NASA's quest to put
boots on Mars in the next two decades may have just gotten a big boost.
Agency officials announced Tuesday (Sept. 16) that they've
picked SpaceX and Boeing to fly American astronauts to and from the International Space
Station, with operational flights scheduled to start as early as 2017.
If all goes according to plan, the two companies will end or
greatly reduce NASA's dependence on Russia's Soyuz capsule for manned access to
space, which has been the norm since the space shuttle fleet retired in 2011.
And there should be other benefits as well, officials say.

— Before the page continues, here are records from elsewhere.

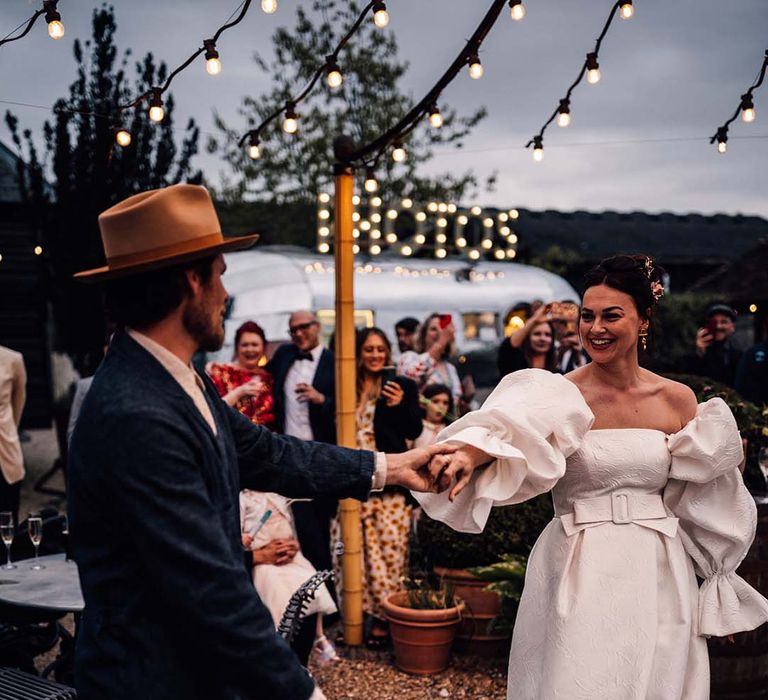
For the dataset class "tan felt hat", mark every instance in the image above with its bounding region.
[75,185,258,282]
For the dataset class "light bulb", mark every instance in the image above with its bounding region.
[509,0,525,21]
[283,102,299,134]
[429,105,443,129]
[48,19,64,39]
[373,2,389,29]
[469,54,483,80]
[619,0,635,19]
[115,129,131,148]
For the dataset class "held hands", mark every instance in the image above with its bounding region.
[381,382,405,407]
[296,382,325,405]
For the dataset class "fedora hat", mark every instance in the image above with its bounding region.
[75,185,258,282]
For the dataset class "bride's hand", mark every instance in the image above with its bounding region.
[429,445,493,502]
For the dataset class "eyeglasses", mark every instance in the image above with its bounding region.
[288,321,317,335]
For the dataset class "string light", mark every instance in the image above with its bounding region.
[283,101,299,134]
[509,0,525,21]
[533,136,544,163]
[115,127,132,148]
[392,140,406,163]
[741,92,755,123]
[709,49,768,153]
[203,39,221,75]
[372,0,389,29]
[586,52,600,85]
[429,103,443,129]
[717,126,728,153]
[149,88,165,122]
[325,56,344,88]
[363,168,379,192]
[43,0,64,39]
[469,53,484,80]
[261,0,277,15]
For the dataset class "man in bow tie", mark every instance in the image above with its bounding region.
[266,310,338,632]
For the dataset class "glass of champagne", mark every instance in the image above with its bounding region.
[27,515,45,571]
[757,447,768,491]
[0,511,16,569]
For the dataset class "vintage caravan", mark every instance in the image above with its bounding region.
[213,246,578,358]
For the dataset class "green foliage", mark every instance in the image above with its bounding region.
[5,5,202,371]
[469,554,528,633]
[418,494,553,569]
[403,576,459,610]
[208,0,486,202]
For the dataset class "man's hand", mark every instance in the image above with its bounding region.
[386,444,456,493]
[429,445,493,503]
[296,382,325,405]
[696,328,715,357]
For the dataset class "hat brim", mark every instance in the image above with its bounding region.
[73,233,259,282]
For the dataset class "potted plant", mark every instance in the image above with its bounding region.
[418,494,553,656]
[384,578,464,675]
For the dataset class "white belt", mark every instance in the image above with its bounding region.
[558,491,677,537]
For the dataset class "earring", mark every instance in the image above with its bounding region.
[638,326,648,352]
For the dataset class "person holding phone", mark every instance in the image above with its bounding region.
[684,304,742,387]
[397,313,464,406]
[496,303,557,377]
[344,328,422,648]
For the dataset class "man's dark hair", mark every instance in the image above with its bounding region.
[104,255,216,330]
[395,316,419,333]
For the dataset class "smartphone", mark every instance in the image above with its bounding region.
[379,367,395,387]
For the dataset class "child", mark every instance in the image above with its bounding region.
[413,384,454,447]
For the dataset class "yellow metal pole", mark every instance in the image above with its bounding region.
[334,165,363,646]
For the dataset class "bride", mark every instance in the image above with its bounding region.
[414,255,768,700]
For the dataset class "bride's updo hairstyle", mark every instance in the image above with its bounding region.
[584,255,664,320]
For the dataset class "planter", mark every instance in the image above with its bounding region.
[434,566,510,657]
[384,591,464,675]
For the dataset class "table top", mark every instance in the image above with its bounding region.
[0,554,85,612]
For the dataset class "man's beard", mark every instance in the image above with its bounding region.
[181,300,224,352]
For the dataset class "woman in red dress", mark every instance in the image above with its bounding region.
[205,321,275,428]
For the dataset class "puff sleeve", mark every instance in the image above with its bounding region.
[413,369,594,533]
[664,398,768,637]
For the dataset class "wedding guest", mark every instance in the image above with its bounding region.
[0,345,27,522]
[413,384,455,447]
[685,304,742,387]
[395,316,419,352]
[397,313,464,405]
[496,304,558,377]
[205,321,275,428]
[348,328,421,648]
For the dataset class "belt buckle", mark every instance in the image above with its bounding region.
[611,493,632,525]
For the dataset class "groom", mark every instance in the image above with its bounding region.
[68,185,450,700]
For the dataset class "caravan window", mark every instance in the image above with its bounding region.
[462,311,499,342]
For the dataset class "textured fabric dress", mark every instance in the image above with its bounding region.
[414,369,768,700]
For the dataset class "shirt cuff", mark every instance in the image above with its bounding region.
[371,452,387,491]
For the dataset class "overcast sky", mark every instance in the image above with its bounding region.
[0,0,768,217]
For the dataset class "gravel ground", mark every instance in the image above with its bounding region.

"Turning over low-Earth orbit transportation to private
industry will also allow NASA to focus on an even more ambitious mission — that
of sending humans to Mars," NASA chief Charles Bolden said during a press
briefing Tuesday.
Putting boots on Mars is NASA's primary longterm goal in the
realm of human spaceflight. Indeed, the agency is working to get astronauts to
the vicinity of the Red Planet by the mid-2030s, as directed by President
Barack Obama in 2010. (The president also instructed NASA to send people to an
asteroid by 2025, which the agency hopes to do by visiting a space rock dragged
to a stable lunar orbit by a robotic probe.)

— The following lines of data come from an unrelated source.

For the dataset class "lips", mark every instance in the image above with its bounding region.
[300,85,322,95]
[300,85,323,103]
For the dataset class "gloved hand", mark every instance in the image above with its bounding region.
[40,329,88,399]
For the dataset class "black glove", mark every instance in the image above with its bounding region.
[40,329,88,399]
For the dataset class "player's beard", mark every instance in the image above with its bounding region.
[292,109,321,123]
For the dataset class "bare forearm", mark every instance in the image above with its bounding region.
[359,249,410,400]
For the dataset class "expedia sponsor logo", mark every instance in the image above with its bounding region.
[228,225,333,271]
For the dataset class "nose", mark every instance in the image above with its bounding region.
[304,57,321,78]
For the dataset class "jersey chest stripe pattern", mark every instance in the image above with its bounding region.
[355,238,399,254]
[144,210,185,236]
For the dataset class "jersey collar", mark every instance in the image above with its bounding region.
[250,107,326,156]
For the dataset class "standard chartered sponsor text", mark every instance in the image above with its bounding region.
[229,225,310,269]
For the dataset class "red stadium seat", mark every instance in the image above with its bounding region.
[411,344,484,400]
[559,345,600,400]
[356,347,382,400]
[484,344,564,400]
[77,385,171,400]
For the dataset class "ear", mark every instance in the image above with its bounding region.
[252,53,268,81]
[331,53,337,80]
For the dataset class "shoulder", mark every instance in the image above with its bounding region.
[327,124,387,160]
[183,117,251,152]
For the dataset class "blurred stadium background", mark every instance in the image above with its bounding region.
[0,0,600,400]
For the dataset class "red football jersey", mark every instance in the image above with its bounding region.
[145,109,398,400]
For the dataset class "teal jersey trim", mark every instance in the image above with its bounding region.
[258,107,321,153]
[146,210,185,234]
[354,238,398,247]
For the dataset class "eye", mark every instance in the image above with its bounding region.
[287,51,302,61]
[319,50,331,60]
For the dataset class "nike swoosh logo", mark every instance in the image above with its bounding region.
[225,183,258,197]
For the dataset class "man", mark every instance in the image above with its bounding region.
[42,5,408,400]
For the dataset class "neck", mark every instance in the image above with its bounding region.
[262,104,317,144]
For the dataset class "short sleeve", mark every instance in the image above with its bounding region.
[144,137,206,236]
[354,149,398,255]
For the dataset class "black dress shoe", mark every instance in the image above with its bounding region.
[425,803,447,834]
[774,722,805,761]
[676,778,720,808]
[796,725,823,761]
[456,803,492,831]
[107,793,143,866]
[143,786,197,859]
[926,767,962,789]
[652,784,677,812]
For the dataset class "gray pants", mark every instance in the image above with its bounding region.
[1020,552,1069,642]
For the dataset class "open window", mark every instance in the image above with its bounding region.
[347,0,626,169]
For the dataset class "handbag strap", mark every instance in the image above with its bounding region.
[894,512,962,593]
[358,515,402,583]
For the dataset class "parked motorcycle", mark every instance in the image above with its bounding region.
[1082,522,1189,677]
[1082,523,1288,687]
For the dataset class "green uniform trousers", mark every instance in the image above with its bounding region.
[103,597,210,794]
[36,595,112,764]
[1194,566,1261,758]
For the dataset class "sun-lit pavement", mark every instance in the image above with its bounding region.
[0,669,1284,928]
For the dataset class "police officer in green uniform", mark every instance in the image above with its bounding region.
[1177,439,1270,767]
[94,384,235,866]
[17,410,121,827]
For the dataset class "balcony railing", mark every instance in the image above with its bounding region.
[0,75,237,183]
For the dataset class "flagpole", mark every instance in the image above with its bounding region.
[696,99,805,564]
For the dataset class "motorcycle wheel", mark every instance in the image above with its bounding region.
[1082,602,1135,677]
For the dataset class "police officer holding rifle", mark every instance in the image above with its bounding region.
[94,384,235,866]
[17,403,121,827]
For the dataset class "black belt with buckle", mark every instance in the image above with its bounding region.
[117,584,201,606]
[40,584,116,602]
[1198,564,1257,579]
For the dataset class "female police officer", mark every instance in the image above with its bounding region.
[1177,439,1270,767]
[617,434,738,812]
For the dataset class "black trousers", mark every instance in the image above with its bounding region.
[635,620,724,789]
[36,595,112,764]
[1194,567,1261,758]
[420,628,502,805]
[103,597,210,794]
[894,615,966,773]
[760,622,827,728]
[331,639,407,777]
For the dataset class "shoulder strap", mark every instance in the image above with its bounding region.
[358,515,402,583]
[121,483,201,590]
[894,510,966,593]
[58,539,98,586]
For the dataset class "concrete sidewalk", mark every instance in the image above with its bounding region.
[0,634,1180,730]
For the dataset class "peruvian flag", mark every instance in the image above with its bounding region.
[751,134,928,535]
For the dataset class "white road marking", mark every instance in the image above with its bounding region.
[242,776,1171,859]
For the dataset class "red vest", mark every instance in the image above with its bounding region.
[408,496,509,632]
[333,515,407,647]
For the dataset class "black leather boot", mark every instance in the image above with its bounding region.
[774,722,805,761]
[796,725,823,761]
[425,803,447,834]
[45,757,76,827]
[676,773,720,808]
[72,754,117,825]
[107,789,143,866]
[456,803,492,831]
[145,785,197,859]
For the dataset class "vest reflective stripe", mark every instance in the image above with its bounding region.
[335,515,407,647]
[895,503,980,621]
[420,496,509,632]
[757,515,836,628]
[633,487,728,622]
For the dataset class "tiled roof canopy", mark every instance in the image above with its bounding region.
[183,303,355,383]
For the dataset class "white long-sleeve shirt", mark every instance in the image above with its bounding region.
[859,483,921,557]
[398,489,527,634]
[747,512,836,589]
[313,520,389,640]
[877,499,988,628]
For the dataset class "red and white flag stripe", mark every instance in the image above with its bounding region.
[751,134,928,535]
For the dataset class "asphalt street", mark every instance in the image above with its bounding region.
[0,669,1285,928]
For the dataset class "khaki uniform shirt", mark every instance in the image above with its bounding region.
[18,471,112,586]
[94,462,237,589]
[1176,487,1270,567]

NASA aims to reach an asteroid and Mars using a mega-rocket
called the Space Launch System (SLS) and a capsule named Orion, both of which
are under development. The duo won't fly together until 2017 or 2018, but Orion
is scheduled to launch aboard a different rocket on its first unmanned
deep-space flight in December of this year.

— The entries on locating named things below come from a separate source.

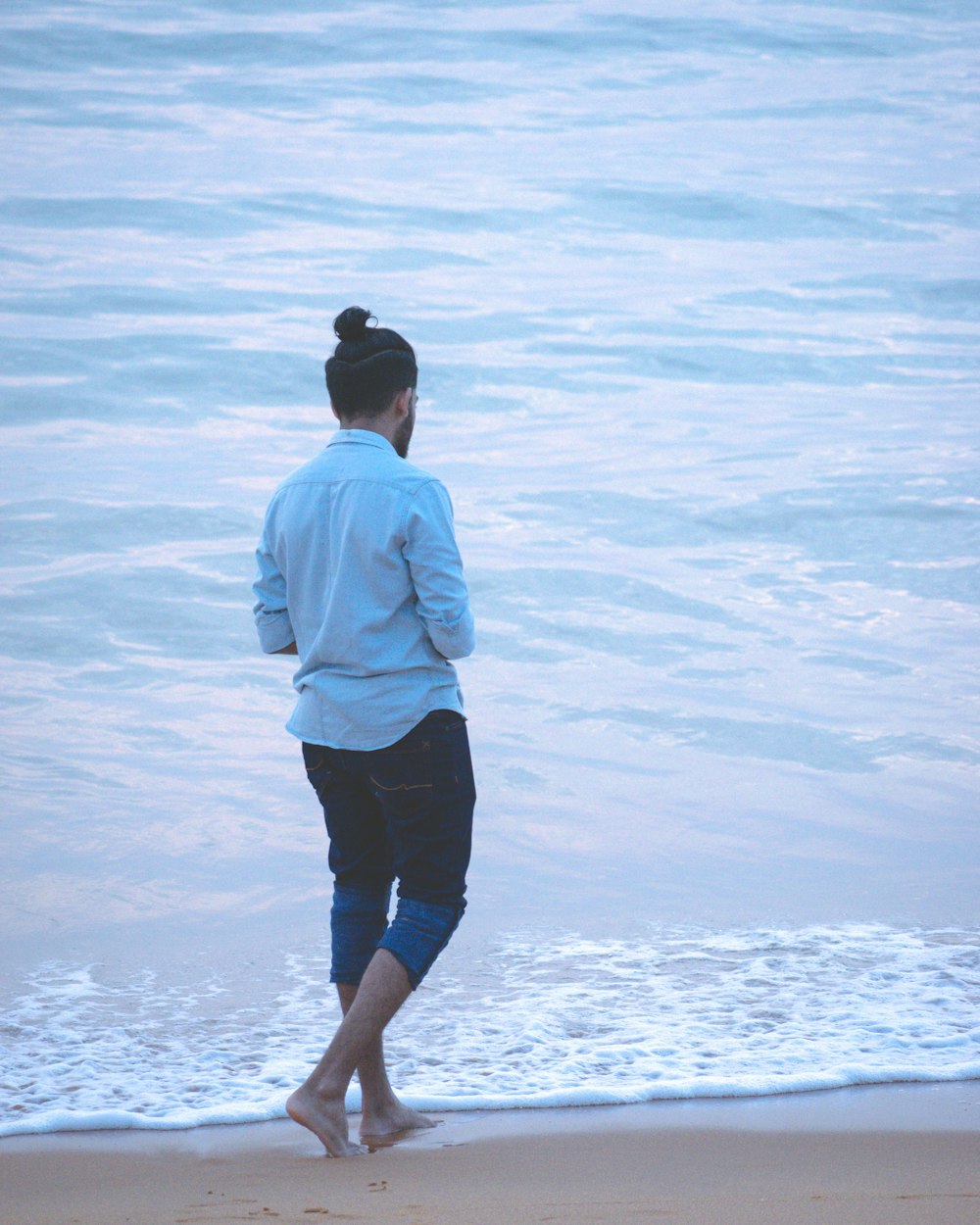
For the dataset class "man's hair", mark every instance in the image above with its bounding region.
[326,307,419,420]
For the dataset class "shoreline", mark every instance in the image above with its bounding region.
[0,1081,980,1225]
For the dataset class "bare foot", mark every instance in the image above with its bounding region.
[361,1098,436,1140]
[285,1084,364,1156]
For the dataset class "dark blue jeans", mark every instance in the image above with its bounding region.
[303,710,476,990]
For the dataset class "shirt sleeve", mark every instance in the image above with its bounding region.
[402,480,476,660]
[253,507,297,655]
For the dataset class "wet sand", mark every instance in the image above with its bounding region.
[0,1082,980,1225]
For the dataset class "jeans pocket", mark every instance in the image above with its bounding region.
[368,741,434,817]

The work with SLS and Orion "will set us up for humanity's
next giant leap — the first crew to touch down on and take steps on the surface
of Mars," Bolden said..
But before that happens, the Red Planet will get a number of
robotic visitors — including two in the next week. NASA's MAVEN spacecraft is slated to arrive in Mars orbit on Sunday (Sept. 21) to begin
studying the planet's atmosphere, while India's first-ever Mars probe, known as
the Mars Orbiter Mission, should reach the planet next Wednesday (Sept. 24).
SpaceX and Boeing are splitting $6.8 billion from NASA's
commercial crew program, with $4.2 billion going to Boeing and $2.6 billion to
SpaceX. Both companies are building reusable, seven-passenger capsules;
SpaceX's vehicle is called Dragon, while Boeing's is the CST-100.